De cet événement, qui se poursuit avec l’action que continue de mener la Ligue des Droits de l’homme, je garderai deux choses :

La première c’est l’importance qu’il faut accorder aux sciences historiques. Ce sont elles qui nous protègent des appropriations abusives de mémoires, des simplifications identitaires et des maltraitances patrimoniales de notre passé commun.
La seconde c’est que, certes j’ai rencontré beaucoup de catholiques identitaires mais également de vrais humanistes. Ces derniers ne se font pas piéger dans le révisionnisme historique, ni la nostalgie mortifère ni le marketing lénifiant des religions de l’émotion.
Qu’il leur soit rendu modestement ici hommage. Ce sont eux.elles qui ont un coeur qui aime vraiment tous les hommes.
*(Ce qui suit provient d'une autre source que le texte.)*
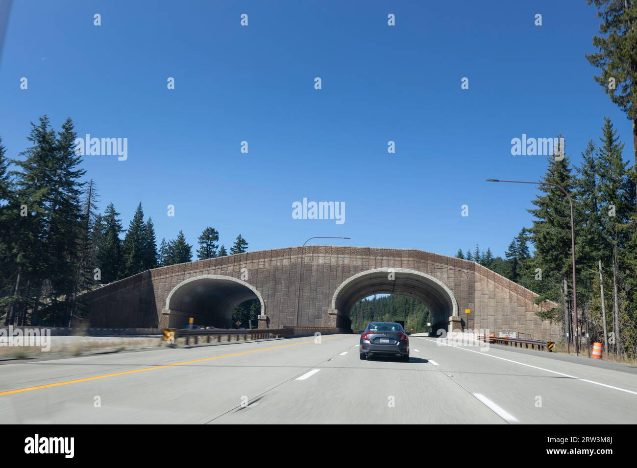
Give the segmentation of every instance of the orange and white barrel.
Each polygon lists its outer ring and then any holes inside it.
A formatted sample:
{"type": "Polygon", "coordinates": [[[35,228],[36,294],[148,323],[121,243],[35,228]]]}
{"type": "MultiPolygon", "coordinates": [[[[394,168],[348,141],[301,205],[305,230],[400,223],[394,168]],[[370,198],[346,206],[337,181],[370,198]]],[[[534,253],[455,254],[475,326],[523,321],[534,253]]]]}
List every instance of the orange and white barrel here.
{"type": "Polygon", "coordinates": [[[593,343],[593,350],[590,353],[592,357],[596,359],[601,359],[602,354],[604,352],[604,345],[601,343],[593,343]]]}

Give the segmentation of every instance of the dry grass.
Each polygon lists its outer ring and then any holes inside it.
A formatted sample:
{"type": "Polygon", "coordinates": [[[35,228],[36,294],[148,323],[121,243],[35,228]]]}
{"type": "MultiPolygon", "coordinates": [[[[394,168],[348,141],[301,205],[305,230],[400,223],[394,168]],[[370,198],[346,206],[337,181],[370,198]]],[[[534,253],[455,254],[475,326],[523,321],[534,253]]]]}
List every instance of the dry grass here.
{"type": "Polygon", "coordinates": [[[57,356],[81,356],[96,352],[120,352],[126,350],[165,346],[159,338],[126,337],[50,337],[51,349],[43,351],[39,346],[0,346],[0,359],[28,359],[43,354],[57,356]]]}

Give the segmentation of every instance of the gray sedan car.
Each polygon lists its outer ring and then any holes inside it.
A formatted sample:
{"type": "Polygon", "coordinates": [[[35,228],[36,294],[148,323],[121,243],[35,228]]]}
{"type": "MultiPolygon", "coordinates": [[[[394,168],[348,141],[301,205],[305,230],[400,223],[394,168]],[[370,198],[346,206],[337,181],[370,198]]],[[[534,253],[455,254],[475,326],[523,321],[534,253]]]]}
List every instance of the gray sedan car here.
{"type": "Polygon", "coordinates": [[[361,335],[360,356],[400,356],[409,360],[409,337],[400,323],[372,322],[361,335]]]}

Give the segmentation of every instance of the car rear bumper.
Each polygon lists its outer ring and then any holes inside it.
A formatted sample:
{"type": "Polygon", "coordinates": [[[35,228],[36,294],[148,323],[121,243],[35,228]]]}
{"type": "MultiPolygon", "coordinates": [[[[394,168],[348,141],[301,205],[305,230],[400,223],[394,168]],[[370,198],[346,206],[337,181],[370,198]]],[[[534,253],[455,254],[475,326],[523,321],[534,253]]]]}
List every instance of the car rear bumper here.
{"type": "Polygon", "coordinates": [[[385,355],[394,356],[397,354],[409,354],[409,343],[399,343],[397,344],[374,344],[372,343],[362,343],[360,352],[362,354],[385,355]]]}

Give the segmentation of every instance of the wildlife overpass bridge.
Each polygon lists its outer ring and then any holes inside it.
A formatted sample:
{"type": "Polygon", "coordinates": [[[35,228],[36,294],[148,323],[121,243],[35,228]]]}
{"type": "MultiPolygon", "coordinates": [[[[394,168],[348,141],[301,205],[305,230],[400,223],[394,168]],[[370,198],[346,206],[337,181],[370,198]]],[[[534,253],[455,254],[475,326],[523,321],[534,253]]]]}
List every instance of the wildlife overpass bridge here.
{"type": "Polygon", "coordinates": [[[434,330],[488,329],[550,341],[560,335],[559,325],[536,314],[554,304],[536,305],[528,289],[473,262],[407,249],[311,245],[246,252],[148,270],[85,298],[94,327],[179,328],[189,317],[230,327],[233,309],[255,299],[259,328],[348,329],[354,306],[376,294],[421,301],[434,330]]]}

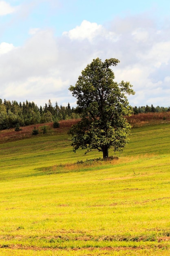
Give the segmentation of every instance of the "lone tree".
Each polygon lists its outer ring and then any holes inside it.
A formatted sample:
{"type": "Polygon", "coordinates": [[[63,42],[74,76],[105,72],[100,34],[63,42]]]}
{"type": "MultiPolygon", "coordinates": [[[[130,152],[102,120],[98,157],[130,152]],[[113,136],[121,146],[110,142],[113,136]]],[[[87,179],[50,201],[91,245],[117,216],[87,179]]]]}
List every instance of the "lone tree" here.
{"type": "Polygon", "coordinates": [[[75,152],[79,148],[92,149],[108,156],[108,149],[121,151],[129,141],[130,125],[126,116],[132,113],[126,94],[135,92],[129,82],[113,81],[114,73],[109,67],[119,62],[115,58],[102,62],[94,59],[82,72],[75,86],[69,90],[77,99],[77,110],[81,121],[70,130],[75,152]]]}

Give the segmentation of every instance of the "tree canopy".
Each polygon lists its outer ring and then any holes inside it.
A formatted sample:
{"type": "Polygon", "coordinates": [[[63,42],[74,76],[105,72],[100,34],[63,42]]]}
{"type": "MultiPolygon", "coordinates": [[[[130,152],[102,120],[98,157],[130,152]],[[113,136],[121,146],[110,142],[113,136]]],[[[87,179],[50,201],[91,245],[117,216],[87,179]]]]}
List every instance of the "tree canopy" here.
{"type": "Polygon", "coordinates": [[[128,142],[131,126],[125,116],[130,115],[132,109],[126,95],[135,92],[129,82],[114,81],[110,67],[119,62],[115,58],[104,62],[98,58],[94,59],[82,71],[75,86],[70,87],[82,117],[70,130],[75,152],[79,148],[86,148],[86,153],[97,149],[105,158],[110,147],[120,151],[128,142]]]}

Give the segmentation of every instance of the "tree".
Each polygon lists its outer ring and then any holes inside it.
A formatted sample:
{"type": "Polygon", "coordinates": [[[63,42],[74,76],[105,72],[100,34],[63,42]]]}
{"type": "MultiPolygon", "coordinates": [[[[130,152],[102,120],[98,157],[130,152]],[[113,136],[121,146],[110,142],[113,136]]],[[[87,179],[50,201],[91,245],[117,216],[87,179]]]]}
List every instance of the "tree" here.
{"type": "Polygon", "coordinates": [[[135,92],[129,82],[113,81],[114,73],[109,67],[119,62],[115,58],[104,62],[94,59],[75,86],[70,87],[82,117],[70,130],[75,152],[79,148],[86,149],[86,153],[95,149],[103,152],[104,159],[111,147],[120,151],[128,142],[131,126],[125,116],[130,115],[132,109],[126,95],[135,92]]]}

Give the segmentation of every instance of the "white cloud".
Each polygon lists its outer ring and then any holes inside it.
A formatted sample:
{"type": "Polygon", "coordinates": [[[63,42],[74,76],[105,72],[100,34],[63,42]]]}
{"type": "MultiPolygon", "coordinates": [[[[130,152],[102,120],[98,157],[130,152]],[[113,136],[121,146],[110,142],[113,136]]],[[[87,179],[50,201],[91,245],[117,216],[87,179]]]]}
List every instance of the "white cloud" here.
{"type": "Polygon", "coordinates": [[[38,32],[40,30],[40,29],[38,28],[35,28],[33,29],[30,29],[29,31],[29,34],[30,35],[35,35],[37,32],[38,32]]]}
{"type": "Polygon", "coordinates": [[[146,29],[139,28],[133,31],[132,34],[137,41],[146,42],[148,38],[149,33],[146,29]]]}
{"type": "Polygon", "coordinates": [[[3,42],[0,44],[0,55],[9,52],[14,48],[12,44],[9,44],[3,42]]]}
{"type": "Polygon", "coordinates": [[[136,92],[129,97],[132,105],[168,106],[170,28],[158,30],[147,18],[136,19],[115,20],[109,28],[84,20],[58,38],[52,30],[32,28],[22,47],[2,43],[1,97],[38,106],[50,99],[53,104],[57,100],[75,106],[68,88],[82,70],[97,57],[115,58],[120,61],[113,68],[115,81],[129,81],[136,92]]]}
{"type": "Polygon", "coordinates": [[[68,32],[64,32],[63,35],[67,36],[72,40],[87,39],[92,41],[100,33],[102,27],[101,25],[98,25],[96,23],[83,20],[80,26],[77,26],[68,32]]]}
{"type": "Polygon", "coordinates": [[[11,7],[4,1],[0,1],[0,16],[12,13],[15,10],[15,8],[11,7]]]}

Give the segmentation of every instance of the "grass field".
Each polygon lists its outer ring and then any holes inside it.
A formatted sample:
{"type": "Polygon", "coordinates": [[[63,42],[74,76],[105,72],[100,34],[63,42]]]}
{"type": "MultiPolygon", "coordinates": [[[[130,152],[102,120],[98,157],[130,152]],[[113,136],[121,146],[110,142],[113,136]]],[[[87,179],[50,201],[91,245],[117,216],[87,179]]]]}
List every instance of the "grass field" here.
{"type": "Polygon", "coordinates": [[[169,255],[170,125],[106,162],[66,130],[0,144],[0,255],[169,255]]]}

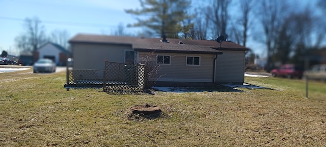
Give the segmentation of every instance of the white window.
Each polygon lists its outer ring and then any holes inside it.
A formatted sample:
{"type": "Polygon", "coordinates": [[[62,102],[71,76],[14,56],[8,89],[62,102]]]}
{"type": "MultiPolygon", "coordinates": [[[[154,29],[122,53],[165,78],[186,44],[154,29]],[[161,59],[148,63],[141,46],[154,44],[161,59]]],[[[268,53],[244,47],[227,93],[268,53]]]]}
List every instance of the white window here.
{"type": "Polygon", "coordinates": [[[171,57],[169,55],[157,55],[156,63],[162,64],[170,64],[171,57]]]}
{"type": "Polygon", "coordinates": [[[200,57],[187,56],[186,64],[188,65],[200,65],[200,57]]]}

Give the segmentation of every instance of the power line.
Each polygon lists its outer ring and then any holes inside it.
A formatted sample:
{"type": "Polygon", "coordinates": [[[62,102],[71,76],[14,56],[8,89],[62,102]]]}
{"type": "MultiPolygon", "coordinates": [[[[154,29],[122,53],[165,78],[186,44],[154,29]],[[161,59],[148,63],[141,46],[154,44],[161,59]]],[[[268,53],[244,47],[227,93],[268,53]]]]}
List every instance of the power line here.
{"type": "MultiPolygon", "coordinates": [[[[14,20],[23,22],[25,19],[20,18],[15,18],[10,17],[4,17],[0,16],[0,19],[7,20],[14,20]]],[[[56,25],[63,25],[63,26],[80,26],[80,27],[89,27],[94,28],[116,28],[118,26],[107,25],[105,24],[95,23],[88,23],[88,22],[68,22],[68,21],[53,21],[53,20],[41,20],[42,22],[46,24],[56,24],[56,25]]]]}

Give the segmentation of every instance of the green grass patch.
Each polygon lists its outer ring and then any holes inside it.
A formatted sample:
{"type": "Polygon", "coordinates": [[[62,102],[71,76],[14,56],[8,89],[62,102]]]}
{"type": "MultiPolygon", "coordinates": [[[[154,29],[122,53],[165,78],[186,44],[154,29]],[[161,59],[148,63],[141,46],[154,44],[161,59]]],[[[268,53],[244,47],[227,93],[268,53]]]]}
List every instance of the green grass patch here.
{"type": "MultiPolygon", "coordinates": [[[[326,85],[246,77],[269,89],[110,95],[66,91],[64,72],[0,76],[0,146],[324,146],[326,85]],[[129,108],[161,107],[154,119],[129,119],[129,108]]],[[[29,74],[30,73],[30,74],[29,74]]],[[[219,89],[221,89],[220,90],[219,89]]]]}

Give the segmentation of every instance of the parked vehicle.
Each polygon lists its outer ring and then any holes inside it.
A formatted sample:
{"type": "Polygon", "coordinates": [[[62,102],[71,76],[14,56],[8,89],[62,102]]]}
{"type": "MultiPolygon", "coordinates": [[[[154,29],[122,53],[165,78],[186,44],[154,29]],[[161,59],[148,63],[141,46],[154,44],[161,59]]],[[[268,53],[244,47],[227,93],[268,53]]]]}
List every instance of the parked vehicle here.
{"type": "Polygon", "coordinates": [[[56,63],[50,59],[39,59],[33,66],[33,72],[56,72],[56,63]]]}
{"type": "Polygon", "coordinates": [[[305,78],[309,79],[326,82],[326,64],[318,64],[312,66],[310,70],[304,73],[305,78]]]}
{"type": "Polygon", "coordinates": [[[2,61],[2,64],[3,65],[7,65],[7,64],[12,64],[13,61],[10,60],[10,59],[8,58],[3,57],[0,58],[0,60],[2,61]],[[3,63],[2,63],[3,62],[3,63]]]}
{"type": "Polygon", "coordinates": [[[294,64],[284,64],[280,68],[273,69],[270,73],[274,77],[283,77],[288,79],[297,77],[298,79],[302,78],[303,75],[303,68],[294,64]]]}

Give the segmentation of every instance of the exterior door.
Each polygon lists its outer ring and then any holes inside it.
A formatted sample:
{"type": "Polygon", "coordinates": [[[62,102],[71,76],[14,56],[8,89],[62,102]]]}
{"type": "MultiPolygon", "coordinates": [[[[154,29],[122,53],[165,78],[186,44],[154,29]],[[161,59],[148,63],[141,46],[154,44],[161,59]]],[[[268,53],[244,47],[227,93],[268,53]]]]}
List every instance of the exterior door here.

hommemodel.blogspot.co.uk via Pinterest.
hommemodel.blogspot.co.uk via Pinterest.
Notes :

(1) « la Ligue des Droits de l’homme, n’a eu de cesse de dénoncer les discriminations de genre, homophobie et anti-féminisme promues par les Parcours homosexualité et les Camps optimum organisés à Paray par la Communauté de l’Emmanuel », « Conférence-débat autour des discriminations de genre », Journal de Saône-et-Loire (version Charolais-Brionnais), 25 octobre 2017.

(2) Jacques DUBOIS, « Marguerite-Marie ALACOQUE, sainte (1647-1690) », Encyclopædia Universalis, site : universalis.fr, adresse URL : https://www.universalis.fr/encyclopedie/marguerite-marie-alacoque/ (page consultée le 29 octobre 2017).

(3) Germaine LEMETAYER, Les Protestants de Paray-le-Monial, de la cohabitation à la diaspora (1598-1750), Paris : Honoré Champion, 2016, 888 p.

(4) Bruno DUMONS et Frédéric GUGELOT (dir.), Catholicisme et identité, regards croisés sur le catholicisme français contemporain (1980-2017), Paris : Karthala, 2017, 331 p.